Trainfantome semble prendre un malin plaisir à mettre du verre pilé dans ses morceaux. Avec “Constant Farewells“, le groupe breton pousse encore plus loin cette science du contraste grâce à des mélodies immédiatement addictives plongées dans un bain d’acide, des refrains qui brillent au milieu d’un chahut sonore plus savamment organisé qu’il n’y parait. Mené par Olivier Le Tohic (chanteur, guitariste et architecte sonore du projet), le quatuor réalise ici son disque le plus ambitieux, le plus captivant également.

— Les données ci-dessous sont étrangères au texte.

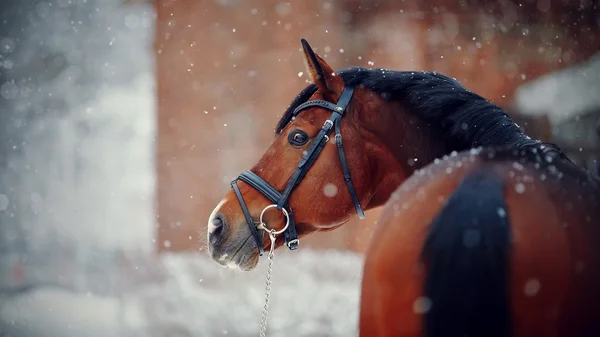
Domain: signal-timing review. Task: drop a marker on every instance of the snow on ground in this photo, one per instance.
(564, 94)
(77, 199)
(314, 293)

Là où “Thirst“, le précédent long format des protagonistes, flirtait encore avec un certain romantisme shoegaze hérité de My Bloody Valentine, ce nouvel album préfère explorer les lendemains gris et les nuits sans sommeil. Les guitares crissent, débordent, avant d’exploser dans des décharges aux sonorités quasi grunge, ce qui n’empêche nullement Trainfantome de garder intact son instinct mélodique. C’est même là toute la force du présent disque, à savoir ne pas sombrer dans une mélancolie trop évidente en privilégiant une énergie communicative à souhait.

Dès Avoider, le groupe installe une tension émotionnelle permanente qui ne quitte jamais vraiment l’album. Here The Mermaids Play, porté par la frappe de Kellii Scott, batteur de Failure, avance comme un morceau joué au bord du vide, suspendu entre apesanteur et effondrement. Mais c’est surtout l’équilibre général de “Constant Farewells“ qui impressionne surtout en premier lieu. Derrière la saturation, souvent conséquente, les morceaux gardent une solide ossature indie-rock, parfois pop aux entournures (Bleeding At The Door, Origami, My Lips Taste Like The Ocean, magnifique et touchante conclusion).

Comme une collision improbable entre Radiohead (Silhouettes, le très électro Red Herring), les rêveries cosmiques de Narrow Head et les embruns d’une Bretagne en pleine période de grandes marées, “Constant Farewells“ marque un cap dans la carrière des quatre musiciens. Trainfantome n’est plus simplement un secret bien gardé de la scène française, c’est désormais un groupe dont l’identité artistique affirmée lui permet de rêver plus grand.